Louis shakes his head.
“He’ll do whatever I want.” And reaching for her beer, she sends Louis a wink.
10
KNOT
It has taken Rin the entire morning to finish sawing the old oak and all its memories into chunks, and now she is glossed with sweat. The weather is still eerily hot for the last week of August—almost as hot as the Sandbox, only humid instead of skin-desiccatingly dry—so she heads to the kitchen for water. Filling her glass at the sink, she looks up and catches sight of Juney through the window, stepping along the lilac path in her usual weightless way, cane swinging, feet careful but sure. But her brow is in a pinch and her mouth pulled into a thin, unhappy line. Rin sets down her water and goes to the back door to meet her.
“Hey, little bean, something wrong?”
Juney only says she’s thirsty and hot, so Rin pours her some water, too. Taking the glass in both hands, Juney sits in her usual chair and starts up her humming again. Her moods have become so changeable that Rin wonders if some female hormones are kicking in, young as Juney is. She still looks like a stick, but lately she has been wistful and withdrawn in a way that is entirely new. If she isn’t building up hormones, she is certainly building up secrets.
“Mommy?” she says after a long silence, her hands still around her glass. “You think wolves can understand human languages?”

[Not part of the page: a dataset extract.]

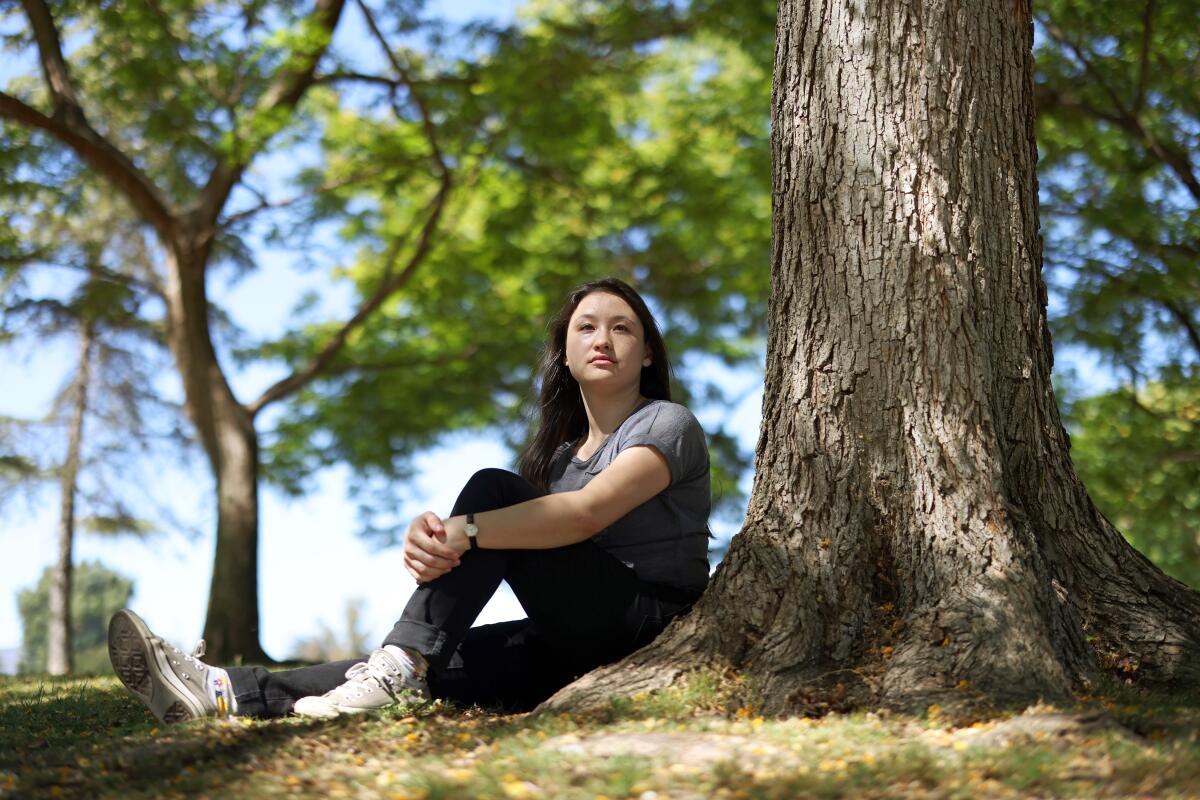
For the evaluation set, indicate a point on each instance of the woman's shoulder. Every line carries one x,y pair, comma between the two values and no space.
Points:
661,414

Rin loves questions like this. She leans against the sink, settling in to answer. “Some, yes. Their names, of course, and tones like affection or anger—but you know that. They aren’t as good at it as dogs, though, ’cause they haven’t been bred to—”
“Do they understand Arabic?”
Rin frowns. “Is this something that Hajji kid told you?”
“Don’t call him that. He’s got a name.” Juney pulls herself up in her chair, posture as severe as a drill sergeant’s.
Rin examines her hands: meaty, rough, the lines in her palms etched by chain-saw grease, nails caked in oak dust. “Have you been talking to Tariq about our wolves?”